Answer:
Explanation:
In the given figure, we have three circles arranged such that they touch each other. Let the centers of these circles be A, B, and C, with radii 5.4, 4.4, and 3.4, respectively.
We can see that triangle ABC is an equilateral triangle, since all sides are of equal length (the radii of the circles).
To find the angle A, we can use the law of cosines, which states that:
c^2 = a^2 + b^2 - 2ab cos(C)
where a, b, and c are the lengths of the sides of a triangle, and C is the angle opposite the side of length c.
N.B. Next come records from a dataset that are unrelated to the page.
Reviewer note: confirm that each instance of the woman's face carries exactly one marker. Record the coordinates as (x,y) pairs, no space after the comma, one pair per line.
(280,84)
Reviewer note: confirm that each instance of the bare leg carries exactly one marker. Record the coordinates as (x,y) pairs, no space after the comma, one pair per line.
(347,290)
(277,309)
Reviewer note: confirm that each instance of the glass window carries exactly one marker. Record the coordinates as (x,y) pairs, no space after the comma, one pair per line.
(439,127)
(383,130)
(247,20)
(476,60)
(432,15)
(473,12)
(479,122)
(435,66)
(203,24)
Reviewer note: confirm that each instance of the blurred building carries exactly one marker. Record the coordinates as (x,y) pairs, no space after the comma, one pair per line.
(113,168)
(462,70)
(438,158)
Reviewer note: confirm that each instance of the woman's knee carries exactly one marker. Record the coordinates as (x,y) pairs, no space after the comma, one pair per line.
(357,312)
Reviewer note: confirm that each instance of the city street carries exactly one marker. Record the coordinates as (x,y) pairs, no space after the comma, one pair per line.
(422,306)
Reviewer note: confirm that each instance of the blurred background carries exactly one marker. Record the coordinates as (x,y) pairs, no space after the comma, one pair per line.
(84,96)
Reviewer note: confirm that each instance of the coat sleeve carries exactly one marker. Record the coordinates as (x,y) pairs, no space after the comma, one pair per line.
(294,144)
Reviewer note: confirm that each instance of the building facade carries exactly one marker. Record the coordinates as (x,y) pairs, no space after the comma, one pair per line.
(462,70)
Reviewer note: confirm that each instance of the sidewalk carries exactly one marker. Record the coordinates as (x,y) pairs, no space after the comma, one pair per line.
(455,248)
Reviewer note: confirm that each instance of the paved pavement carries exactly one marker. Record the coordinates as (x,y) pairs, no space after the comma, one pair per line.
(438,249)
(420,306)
Since triangle ABC is equilateral, we have a = b = c, and C = 60°. Therefore, we can rewrite the above equation as:
c^2 = 2a^2 - 2a^2 cos(60°)
Simplifying and solving for a, we get:
a = c / sqrt(3)
Substituting the given values, we have:
a = 4.4 / sqrt(3) ≈ 2.54
Therefore, angle A is:
A = 180° - 60° - 60° = 60°
And angle B is:
B = 180° - A = 120°
Finally, we can use the law of sines to find the length of side c:
sin(A) / a = sin(B) / b = sin(C) / c
Substituting the values we have found, we get:
sin(60°) / 2.54 = sin(120°) / c
Simplifying and solving for c, we get:
c = 2.54 / sqrt(3) / sin(120°) ≈ 3.71
Therefore, the length of side c is approximately 3.71, and angle B is 120°.